It's difficult to separate Kristin Hoffmann from her music. She began playing the piano at the age of 4, started writing shortly thereafter, and released an album while still in high school. (There were years of classical study in between, most notably at Julliard School of Music's pre-college, where Kristin studied both voice and piano.)
When she talks about her life, she talks about her music - she lives her songs. Yet she's far from one-dimensional - in her 23 years, she's lived a rich life, and her experiences are interwoven into her music. She's equal parts soulful and playful, joyful and lamenting, serious and flippant, a dichotomy that becomes apparent upon one's first listen - the accessibility and simple beauty of her music accompanies deeply intellectual and emotional themes.
Although she's chosen to express her music through the rock genre, her early training is always present: her grasp of musical theory, her technical ability, and the passion and dynamics of classical music shape the style in which she writes and performs. Kristin expanded from the classical realm when she began writing - she discovered herself as a songwriter and lyricist. Music gave her the vocabulary in which to express herself, and her classical training provided its foundation.
While she cites popular influences such as Joni Mitchell and Tori Amos, Kristin's music is simply her own - and likely, that singularity led her to the enviable position of signing with a major label at the age of 19. However, Kristin's first experience under a major recording contract led to a disappointing outcome. "I was signed at a very young age, in the midst of developing as a performing artist and a songwriter," she says. "My inexperience caused me to abdicate control over the creative process, and the results no longer represented me, but an unprincipled, collective direction."
Nearing the end of her first major label experience, Kristin embarked on an introspective journey to Thailand as an effort to recapture her musical soul and acquire an overall perspective on her life and ambitions.

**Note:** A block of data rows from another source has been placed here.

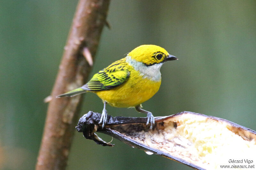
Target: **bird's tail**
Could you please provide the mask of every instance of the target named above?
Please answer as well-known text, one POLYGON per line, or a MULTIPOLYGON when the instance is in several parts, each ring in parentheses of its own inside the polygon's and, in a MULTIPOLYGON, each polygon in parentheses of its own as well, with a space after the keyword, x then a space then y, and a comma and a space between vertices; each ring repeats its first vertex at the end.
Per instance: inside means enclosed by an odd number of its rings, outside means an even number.
POLYGON ((76 96, 76 95, 80 94, 82 94, 82 93, 85 93, 86 92, 87 92, 87 91, 86 90, 83 90, 81 88, 78 88, 71 91, 70 91, 69 92, 67 92, 66 93, 62 94, 58 96, 56 96, 56 97, 59 98, 60 97, 65 96, 72 97, 73 96, 76 96))

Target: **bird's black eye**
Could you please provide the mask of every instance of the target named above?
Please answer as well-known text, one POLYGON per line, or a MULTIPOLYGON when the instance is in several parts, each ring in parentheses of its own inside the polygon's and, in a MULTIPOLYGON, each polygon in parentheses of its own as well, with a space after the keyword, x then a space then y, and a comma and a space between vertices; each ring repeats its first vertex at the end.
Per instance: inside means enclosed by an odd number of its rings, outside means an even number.
POLYGON ((157 55, 156 56, 156 59, 159 60, 161 60, 162 58, 163 57, 163 55, 161 54, 159 54, 157 55))

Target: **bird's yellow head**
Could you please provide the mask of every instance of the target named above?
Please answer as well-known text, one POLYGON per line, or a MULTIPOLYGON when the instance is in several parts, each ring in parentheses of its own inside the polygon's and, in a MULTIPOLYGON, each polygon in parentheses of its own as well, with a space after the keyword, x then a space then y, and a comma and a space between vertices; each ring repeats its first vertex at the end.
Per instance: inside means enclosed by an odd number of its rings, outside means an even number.
POLYGON ((127 55, 132 59, 141 62, 147 66, 178 60, 169 55, 164 48, 155 45, 142 45, 135 48, 127 55))

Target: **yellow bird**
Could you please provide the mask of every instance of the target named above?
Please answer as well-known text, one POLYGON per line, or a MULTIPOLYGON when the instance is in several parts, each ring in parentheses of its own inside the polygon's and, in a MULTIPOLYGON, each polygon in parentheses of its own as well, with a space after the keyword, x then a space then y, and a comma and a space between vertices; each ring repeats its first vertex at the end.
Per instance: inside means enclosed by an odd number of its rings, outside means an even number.
POLYGON ((160 68, 166 61, 178 60, 163 48, 155 45, 136 48, 124 58, 113 63, 94 75, 80 88, 57 97, 72 97, 87 92, 96 94, 104 104, 99 123, 106 124, 106 104, 117 107, 134 107, 147 114, 147 124, 155 123, 152 113, 141 109, 141 103, 151 98, 161 84, 160 68))

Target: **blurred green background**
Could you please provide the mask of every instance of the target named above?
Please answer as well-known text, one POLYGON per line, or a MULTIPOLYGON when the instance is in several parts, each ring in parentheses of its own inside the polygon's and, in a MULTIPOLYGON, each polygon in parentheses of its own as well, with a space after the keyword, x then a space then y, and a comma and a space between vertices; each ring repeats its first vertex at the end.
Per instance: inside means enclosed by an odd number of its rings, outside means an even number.
MULTIPOLYGON (((47 106, 43 100, 77 2, 0 2, 0 169, 34 168, 47 106)), ((107 20, 111 28, 104 29, 90 78, 140 45, 158 45, 179 60, 162 67, 161 87, 144 108, 155 116, 199 113, 256 130, 256 1, 113 0, 107 20)), ((101 113, 96 95, 84 98, 81 116, 101 113)), ((107 109, 114 116, 145 116, 107 109)), ((191 169, 115 139, 114 147, 103 147, 75 134, 68 170, 191 169)))

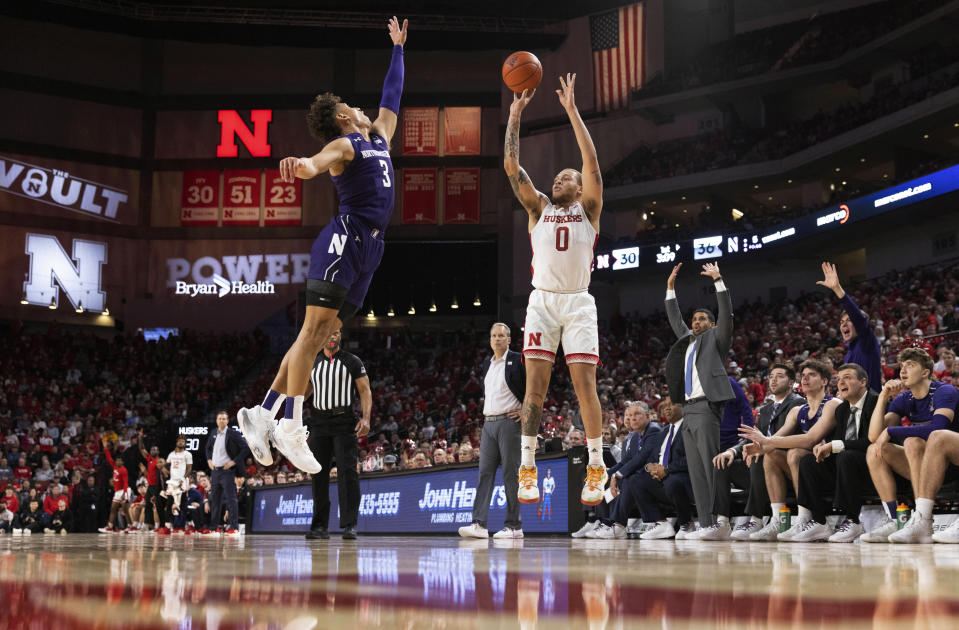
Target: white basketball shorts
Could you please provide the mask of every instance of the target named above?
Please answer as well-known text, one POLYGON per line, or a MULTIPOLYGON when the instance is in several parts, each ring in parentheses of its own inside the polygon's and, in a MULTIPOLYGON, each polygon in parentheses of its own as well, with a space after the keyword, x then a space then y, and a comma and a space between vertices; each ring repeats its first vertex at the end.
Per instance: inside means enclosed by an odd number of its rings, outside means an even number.
POLYGON ((599 364, 596 300, 587 291, 552 293, 533 289, 526 308, 523 356, 555 361, 560 343, 567 363, 599 364))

She spent time listening to her heart - sleeping on the beach, writing and drawing, meditating, and practicing yoga. In essence, she woke up her imagination. "I brought a guitar with me, and spent countless nights playing for groups of people for no other reason than to add something to my life and to theirs," she says. "For me, it was the true meaning of music - the opportunity to share strictly for the sake of sharing."
Through her study of eastern culture, she learned to let go of the familiar, to trust her instincts, and to relax and to be patient - to take the time to let thoughts, sensations, and new ideas come to her naturally. "Everything in me is enough," she says. "I was living in a place with no electricity, no computers, no cell phones - and I was happier than I'd ever been. I realized that true happiness comes only from within myself. I gained a sound understanding of the difference between music as an art, my art, and music as a business. I now know that no matter what happens in the music business, I will be fine - and I will enjoy music and thrive within it for the rest of my life."
Kristin returned to her home in New York rejuvenated and immediately began recording the songs for Divided Heart, which she'll release on her own in May 2002. Divided Heart is an aural catalogue of her life and her experiences. It features ten new full-length songs that explore a woman's journey through life, love, heartbreak, professional challenges and personal renewal. Kristin wrote or co-wrote and performed each of the songs on Divided Heart and collaborated on the production.
While each of the carefully chosen songs holds its own meaning for Kristin, she describes "Temple" as the song most representative of where she is right now. "'Temple' represents my ideal vision of a relationship between two people and with myself," Kristin says. "It's about being real - letting yourself be seen and loved in your true light. 'Temple' is about the things that can break down this realness - things like moving in the same circles over and over again without growing. It's about opening your eyes to the night-time hunters and moving beyond them."
"I know that for me, music, the beauty of deep, permanent melody, speaks directly to the soul," said Kristin. "Music allows people to connect to each other and that connection can encompass so much, relationships, healing, exploration, love, challenge, and openness. Connecting with people, sharing who I am, is what inspires me, and I feel as if I've been given a gift in being able to express myself through music."